In a speech after a school shooting in 2018, Walz, the governor of Minnesota, referred to the weapon that was used as being similar to the one he carried “in war,” even though he had never seen combat.
Walz said his wife, Gwen, an English teacher, tells him “my grammar is not always correct,” but he largely dismissed the controversy as Republican hooey.
“If it’s not this, it’s an attack on my children for showing love for me, or it’s an attack on my dog — I’m not going to do that. And the one thing I’ll never do is I’ll never demean another member’s service in any way. I never have, and I never will. I’ve been very public. I think they can see my students come out, former folks I’ve served with, and they do. They vouch for me. I certainly own my mistakes when I make them.”
Lasting just 30 minutes, the interview could cover only so much ground. Many hard questions for Harris and Walz remain unanswered. And it did not have time to delve into the softer-focus — but often equally compelling to voters — topics of the candidates’ personalities or relationship with each other.
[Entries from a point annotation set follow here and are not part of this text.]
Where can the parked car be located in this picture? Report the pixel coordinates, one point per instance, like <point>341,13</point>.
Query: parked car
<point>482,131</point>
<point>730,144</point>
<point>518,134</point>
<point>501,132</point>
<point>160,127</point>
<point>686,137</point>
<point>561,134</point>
There were no questions, for instance, about the messy U.S. withdrawal from Afghanistan or former President Donald Trump’s controversial visit to Arlington National Cemetery this week.
Harris has faced growing calls from Republicans and many in the news media to answer more hard questions, and the single interview is unlikely to fully quiet those ahead of the Sept. 10 debate with Trump
“If you turn [an interview] into a remarkable event, then you raise the stakes for yourself,” David Axelrod, the former top strategist to Barack Obama, said on a CNN panel before the interview.